JAKARTA, Pena Katolik – Gereja Katolik Indonesia kembali menggelar Sidang Agung Gereja Katolik Indonesia (SAGKI) 2025, di Mercure Convention Center, Ancol, Jakarta, 3-7 November 2025. SAGKI 2025 diikuti oleh perwakilan dari 38 keuskupan teritorial dan 1 keuskupan TNI-Polri. Kegiatan ini akan mempertemukan seluruh unsur Gereja: para uskup, imam, biarawan-biarawati, dan umat awam.
Sidang akbar ini menjadi SAGKI kelima sejak pertama kali digelar pada tahun 2000. Setelah sempat tertunda pada 2020 karena pandemi Covid-19, tahun ini Gereja kembali melanjutkan tradisi refleksi bersama itu dengan semangat pembaruan dan pengharapan.
SAGKI 2025 mengusung tema besar “Berjalan Bersama sebagai Peziarah Pengharapan: Menjadi Gereja Sinodal yang Misioner untuk Perdamaian.” Kata “sinodal” berasal dari bahasa Yunani syn (bersama) dan hodos (jalan), yang menegaskan identitas Gereja sebagai persekutuan umat Allah yang berjalan bersama—baik secara internal di antara para pelayan dan umat, maupun eksternal bersama masyarakat lintas agama, budaya, dan kepercayaan—dalam mewartakan kasih Allah kepada seluruh ciptaan.
Ketua Konferensi Waligereja Indonesia (KWI), Mgr. Antonius Subianto Bunjamin OSC, menegaskan bahwa semangat berjalan bersama adalah kekuatan besar Gereja di tengah perubahan zaman.
“Berjalan bersama yang di dalamnya ada nilai solidaritas, subsidiaritas, saling menghargai, dan saling melayani adalah kekuatan luar biasa untuk terus mewartakan kebaikan, keadilan, dan kedamaian,” ujarnya dalam konferensi pers di Kantor KWI, Jakarta, Rabu 29 Oktober 2025.
Mgr.

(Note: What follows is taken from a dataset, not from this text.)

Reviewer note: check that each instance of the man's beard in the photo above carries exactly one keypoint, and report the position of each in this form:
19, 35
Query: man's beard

Antonius menambahkan, semangat sinodalitas juga relevan bagi kehidupan bangsa Indonesia yang tengah menghadapi berbagai persoalan sosial.
“Berjalan bersama membantu kita mencari solusi atas kerusakan lingkungan, korupsi, kesenjangan sosial, intoleransi, kekerasan, dan ketidakadilan gender,” katanya.
Melalui tema besarnya, SAGKI 2025 diharapkan menjadi momentum Gereja Katolik untuk membangun sikap saling mendengarkan, berdialog secara setara, memperbarui komitmen pelayanan, dan menggali potensi umat guna mewujudkan misi Kristus: menghadirkan damai sejahtera sejati di dunia.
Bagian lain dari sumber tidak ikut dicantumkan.